Los Misioneros de África llegaron a Adigrat en 1967, en respuesta a la invitación de su obispo entonces, Abune Hailemariam Kahsay, para ayudar a la formación del clero local. Desde entonces muchos Misioneros de África han enseñado en el seminario mayor de Adigrat. Con el tiempo, los Padres Blancos extendieron su apostolado a diversos campos, como el diálogo interreligioso y el ecumenismo, la educación, con el Colegio St. Mary de Wukro, la ayuda a los huérfanos y niños de la calle, la promoción de la mujer y las capellanías universitarias.

Mons. Medhin agradeció a los misioneros todas estas aportaciones a la vida de Adigrat en estos 50 años. Alabó también la constancia y firmeza de los primeros misioneros, que encontraron una difícil situación al llegar. También les pidió ayuda para seguir adelante con la formación de los jóvenes y de las familias: “Estas dos áreas son muy importantes hoy para la evangelización en Etiopía y en África en su conjunto”.

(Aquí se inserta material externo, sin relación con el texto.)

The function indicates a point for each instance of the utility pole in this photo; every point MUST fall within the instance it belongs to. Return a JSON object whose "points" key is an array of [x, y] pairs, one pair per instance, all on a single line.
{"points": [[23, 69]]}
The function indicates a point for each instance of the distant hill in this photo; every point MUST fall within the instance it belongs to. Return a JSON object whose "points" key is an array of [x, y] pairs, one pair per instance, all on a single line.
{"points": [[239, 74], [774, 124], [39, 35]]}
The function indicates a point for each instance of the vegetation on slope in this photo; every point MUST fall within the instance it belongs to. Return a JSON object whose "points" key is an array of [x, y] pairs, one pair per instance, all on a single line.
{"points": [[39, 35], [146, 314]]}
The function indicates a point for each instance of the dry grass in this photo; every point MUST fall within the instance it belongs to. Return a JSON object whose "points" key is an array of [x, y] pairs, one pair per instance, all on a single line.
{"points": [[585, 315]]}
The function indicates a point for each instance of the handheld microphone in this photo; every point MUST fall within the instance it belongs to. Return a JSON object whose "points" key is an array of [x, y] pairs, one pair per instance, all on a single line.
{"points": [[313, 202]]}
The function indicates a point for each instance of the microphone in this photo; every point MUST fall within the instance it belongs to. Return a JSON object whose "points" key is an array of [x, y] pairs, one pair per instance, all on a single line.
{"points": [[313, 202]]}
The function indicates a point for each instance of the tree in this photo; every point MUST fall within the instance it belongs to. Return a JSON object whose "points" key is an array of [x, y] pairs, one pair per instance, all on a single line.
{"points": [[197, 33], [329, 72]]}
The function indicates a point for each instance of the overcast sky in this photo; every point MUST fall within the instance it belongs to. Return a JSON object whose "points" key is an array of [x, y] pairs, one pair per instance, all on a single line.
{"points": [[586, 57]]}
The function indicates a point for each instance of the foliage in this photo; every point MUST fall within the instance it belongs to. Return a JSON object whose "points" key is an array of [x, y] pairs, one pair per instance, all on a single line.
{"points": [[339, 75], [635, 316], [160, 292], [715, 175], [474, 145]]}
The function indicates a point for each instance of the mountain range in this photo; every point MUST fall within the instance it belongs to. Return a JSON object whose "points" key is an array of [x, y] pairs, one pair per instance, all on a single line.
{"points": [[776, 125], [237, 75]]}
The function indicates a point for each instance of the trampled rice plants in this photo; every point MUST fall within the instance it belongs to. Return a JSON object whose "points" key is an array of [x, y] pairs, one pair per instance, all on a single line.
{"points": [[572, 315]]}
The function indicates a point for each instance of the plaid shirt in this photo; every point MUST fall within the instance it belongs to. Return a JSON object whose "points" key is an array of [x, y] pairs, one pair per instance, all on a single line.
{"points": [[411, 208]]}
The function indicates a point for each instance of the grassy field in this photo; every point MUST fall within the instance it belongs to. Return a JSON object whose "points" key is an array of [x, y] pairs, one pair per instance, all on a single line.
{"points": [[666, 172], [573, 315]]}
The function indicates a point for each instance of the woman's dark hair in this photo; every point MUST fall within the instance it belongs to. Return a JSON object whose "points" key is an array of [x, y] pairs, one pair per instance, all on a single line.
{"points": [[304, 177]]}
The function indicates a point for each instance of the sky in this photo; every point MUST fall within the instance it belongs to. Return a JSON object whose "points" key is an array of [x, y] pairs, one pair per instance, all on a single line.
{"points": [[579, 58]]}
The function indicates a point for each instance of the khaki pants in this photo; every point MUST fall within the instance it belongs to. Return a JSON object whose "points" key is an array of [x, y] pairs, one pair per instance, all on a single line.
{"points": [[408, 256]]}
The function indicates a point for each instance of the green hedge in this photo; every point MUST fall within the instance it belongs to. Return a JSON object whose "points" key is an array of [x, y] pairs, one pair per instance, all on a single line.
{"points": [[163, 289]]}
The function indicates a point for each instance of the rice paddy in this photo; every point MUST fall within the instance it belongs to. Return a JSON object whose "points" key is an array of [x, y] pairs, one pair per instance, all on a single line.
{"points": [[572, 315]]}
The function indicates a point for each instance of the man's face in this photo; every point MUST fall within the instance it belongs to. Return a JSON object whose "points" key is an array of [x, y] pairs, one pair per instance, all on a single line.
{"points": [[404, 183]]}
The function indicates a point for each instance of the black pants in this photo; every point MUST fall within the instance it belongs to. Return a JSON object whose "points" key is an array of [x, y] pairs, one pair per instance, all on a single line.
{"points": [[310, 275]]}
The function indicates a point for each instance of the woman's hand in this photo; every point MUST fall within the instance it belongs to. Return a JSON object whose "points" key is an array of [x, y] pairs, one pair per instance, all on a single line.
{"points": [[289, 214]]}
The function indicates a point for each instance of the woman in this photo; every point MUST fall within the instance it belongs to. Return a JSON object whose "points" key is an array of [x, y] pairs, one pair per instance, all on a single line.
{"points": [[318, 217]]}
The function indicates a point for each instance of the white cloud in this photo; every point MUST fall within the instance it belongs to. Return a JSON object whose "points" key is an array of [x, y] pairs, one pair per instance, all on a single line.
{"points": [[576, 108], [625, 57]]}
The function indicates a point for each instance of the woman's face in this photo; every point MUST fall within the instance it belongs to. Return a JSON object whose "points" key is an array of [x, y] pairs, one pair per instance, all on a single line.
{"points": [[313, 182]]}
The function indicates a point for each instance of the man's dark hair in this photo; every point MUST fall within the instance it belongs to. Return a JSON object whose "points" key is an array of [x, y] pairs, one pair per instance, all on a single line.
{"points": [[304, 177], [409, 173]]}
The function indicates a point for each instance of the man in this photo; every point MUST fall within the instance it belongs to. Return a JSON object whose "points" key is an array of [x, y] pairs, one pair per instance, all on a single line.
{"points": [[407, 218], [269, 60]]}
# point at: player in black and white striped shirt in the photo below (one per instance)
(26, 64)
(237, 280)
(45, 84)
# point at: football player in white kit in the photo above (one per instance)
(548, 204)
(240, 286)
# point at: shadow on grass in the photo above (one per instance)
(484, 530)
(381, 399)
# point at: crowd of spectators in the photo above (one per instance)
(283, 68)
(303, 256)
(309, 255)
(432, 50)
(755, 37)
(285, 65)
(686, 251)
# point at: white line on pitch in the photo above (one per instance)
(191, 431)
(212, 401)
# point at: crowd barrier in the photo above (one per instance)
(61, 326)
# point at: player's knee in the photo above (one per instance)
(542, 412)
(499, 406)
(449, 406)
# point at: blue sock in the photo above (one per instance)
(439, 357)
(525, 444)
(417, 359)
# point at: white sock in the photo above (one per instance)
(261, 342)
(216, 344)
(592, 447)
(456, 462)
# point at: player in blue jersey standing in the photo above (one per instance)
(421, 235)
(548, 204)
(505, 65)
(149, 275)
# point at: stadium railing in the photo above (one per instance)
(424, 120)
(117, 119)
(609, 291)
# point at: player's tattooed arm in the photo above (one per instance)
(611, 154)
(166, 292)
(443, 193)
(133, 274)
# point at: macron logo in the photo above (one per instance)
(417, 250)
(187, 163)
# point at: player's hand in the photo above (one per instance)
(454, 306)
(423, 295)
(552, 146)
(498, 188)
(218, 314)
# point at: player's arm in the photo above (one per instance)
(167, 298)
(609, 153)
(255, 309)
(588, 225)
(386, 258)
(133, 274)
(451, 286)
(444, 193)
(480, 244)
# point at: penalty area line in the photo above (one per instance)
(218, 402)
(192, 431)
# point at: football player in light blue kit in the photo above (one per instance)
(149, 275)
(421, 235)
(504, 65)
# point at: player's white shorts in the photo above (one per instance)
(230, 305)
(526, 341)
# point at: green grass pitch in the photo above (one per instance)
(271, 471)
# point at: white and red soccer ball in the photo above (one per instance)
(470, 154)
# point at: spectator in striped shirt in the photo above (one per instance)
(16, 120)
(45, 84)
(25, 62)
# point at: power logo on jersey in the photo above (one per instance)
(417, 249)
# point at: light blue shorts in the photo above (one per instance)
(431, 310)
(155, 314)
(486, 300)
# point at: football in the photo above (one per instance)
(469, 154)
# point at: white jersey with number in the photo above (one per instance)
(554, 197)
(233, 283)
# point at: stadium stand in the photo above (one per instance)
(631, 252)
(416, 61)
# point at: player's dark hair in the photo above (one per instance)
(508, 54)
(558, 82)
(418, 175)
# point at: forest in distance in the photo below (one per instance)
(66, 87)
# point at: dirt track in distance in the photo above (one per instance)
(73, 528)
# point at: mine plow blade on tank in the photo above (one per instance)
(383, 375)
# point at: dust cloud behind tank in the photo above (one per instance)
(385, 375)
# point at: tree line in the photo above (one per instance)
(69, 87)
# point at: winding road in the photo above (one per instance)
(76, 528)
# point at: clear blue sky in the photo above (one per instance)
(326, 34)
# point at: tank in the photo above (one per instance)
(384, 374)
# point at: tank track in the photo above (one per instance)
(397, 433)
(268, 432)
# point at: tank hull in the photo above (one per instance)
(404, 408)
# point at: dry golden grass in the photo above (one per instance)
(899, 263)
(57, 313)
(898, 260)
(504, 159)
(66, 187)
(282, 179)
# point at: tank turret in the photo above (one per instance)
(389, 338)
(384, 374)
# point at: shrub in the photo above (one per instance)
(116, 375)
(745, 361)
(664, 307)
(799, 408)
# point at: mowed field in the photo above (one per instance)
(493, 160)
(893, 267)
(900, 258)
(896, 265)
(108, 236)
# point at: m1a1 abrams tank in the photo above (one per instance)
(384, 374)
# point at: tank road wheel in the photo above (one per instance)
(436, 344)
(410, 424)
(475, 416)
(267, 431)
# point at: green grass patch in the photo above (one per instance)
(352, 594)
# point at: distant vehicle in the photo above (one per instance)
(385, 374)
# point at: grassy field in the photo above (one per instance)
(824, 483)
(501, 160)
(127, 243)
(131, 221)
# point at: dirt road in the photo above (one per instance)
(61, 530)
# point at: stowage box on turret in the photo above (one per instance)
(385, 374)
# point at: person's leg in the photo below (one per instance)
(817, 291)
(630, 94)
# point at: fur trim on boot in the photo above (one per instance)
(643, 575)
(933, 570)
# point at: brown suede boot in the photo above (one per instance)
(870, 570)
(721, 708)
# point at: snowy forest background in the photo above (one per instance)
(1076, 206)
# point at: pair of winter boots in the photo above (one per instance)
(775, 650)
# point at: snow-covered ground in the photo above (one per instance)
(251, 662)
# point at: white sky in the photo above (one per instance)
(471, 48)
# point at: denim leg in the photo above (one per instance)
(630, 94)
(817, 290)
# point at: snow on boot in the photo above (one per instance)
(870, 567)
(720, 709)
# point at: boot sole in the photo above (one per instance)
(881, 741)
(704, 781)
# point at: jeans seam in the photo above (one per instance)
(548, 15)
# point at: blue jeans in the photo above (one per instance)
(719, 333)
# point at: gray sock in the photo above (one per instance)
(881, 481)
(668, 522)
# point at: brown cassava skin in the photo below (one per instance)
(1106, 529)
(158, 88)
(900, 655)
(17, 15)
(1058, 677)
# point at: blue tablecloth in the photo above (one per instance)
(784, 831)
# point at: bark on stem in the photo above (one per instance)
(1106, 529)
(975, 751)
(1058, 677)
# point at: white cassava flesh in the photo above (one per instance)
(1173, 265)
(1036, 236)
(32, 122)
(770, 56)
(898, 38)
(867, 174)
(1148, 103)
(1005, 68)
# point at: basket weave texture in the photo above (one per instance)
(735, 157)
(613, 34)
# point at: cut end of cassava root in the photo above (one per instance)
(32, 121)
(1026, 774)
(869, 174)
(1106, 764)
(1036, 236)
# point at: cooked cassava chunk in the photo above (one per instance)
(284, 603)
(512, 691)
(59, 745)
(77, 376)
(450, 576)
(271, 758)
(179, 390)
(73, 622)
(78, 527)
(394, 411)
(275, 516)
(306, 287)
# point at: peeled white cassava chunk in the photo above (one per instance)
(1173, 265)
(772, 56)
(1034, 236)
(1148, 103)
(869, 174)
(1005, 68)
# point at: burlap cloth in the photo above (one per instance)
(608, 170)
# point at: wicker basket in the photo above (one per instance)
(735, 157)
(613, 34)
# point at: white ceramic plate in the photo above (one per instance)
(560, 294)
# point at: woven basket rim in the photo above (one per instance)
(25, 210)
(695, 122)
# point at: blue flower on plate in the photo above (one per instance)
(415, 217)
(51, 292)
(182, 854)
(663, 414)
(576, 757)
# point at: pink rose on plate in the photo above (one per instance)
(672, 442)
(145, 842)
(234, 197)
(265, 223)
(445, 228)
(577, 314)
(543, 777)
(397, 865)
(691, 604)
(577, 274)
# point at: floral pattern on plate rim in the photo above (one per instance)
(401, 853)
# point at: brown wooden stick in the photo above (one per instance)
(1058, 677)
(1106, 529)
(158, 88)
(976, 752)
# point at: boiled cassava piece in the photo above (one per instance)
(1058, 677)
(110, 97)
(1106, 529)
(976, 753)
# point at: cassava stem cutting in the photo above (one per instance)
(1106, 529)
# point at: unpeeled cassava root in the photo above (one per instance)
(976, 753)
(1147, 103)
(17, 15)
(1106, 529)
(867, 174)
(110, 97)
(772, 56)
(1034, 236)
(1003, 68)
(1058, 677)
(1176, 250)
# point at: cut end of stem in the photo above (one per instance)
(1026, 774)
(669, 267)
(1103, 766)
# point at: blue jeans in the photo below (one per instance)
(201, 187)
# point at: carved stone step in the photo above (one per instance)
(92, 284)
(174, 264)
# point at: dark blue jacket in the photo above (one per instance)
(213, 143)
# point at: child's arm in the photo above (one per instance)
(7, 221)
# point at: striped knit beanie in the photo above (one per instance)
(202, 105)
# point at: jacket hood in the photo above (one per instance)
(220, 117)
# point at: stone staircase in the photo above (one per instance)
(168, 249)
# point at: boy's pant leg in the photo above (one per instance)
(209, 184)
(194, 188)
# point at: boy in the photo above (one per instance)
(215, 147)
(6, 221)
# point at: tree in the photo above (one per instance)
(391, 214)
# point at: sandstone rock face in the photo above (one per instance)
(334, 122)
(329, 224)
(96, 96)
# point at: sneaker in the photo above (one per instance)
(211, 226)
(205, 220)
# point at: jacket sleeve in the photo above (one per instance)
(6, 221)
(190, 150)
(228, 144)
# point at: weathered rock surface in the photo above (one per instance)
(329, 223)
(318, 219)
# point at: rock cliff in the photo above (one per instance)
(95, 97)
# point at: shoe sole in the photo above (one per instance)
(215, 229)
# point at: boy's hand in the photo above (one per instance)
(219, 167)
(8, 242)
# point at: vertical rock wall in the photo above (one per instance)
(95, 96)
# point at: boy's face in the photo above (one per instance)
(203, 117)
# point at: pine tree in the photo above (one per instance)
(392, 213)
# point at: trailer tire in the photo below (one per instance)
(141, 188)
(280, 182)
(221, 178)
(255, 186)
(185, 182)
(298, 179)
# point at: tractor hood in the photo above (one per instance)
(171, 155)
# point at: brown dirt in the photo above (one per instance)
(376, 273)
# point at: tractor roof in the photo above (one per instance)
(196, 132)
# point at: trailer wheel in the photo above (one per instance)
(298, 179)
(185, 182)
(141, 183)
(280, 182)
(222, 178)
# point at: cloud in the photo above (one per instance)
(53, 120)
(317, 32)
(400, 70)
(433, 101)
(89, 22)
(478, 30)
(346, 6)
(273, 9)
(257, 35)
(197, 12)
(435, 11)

Por su parte, el Misionero de África Bonaventure Bwanakweri señaló que esta celebración es un momento para mirar el pasado con gratitud y agradecer a Dios sus muchas bendiciones: “También es un momento para vivir el presente con gran pasión en nuestros diversos apostolados y planear el futuro con más determinación, entusiasmo y esperanza”. Agradeció el apoyo de los fieles, su proximidad y generosidad y también tuvo palabras de gratitud para la Iglesia ortodoxa etíope y para los musulmanes, con quienes han trabajado siempre por una convivencia pacífica.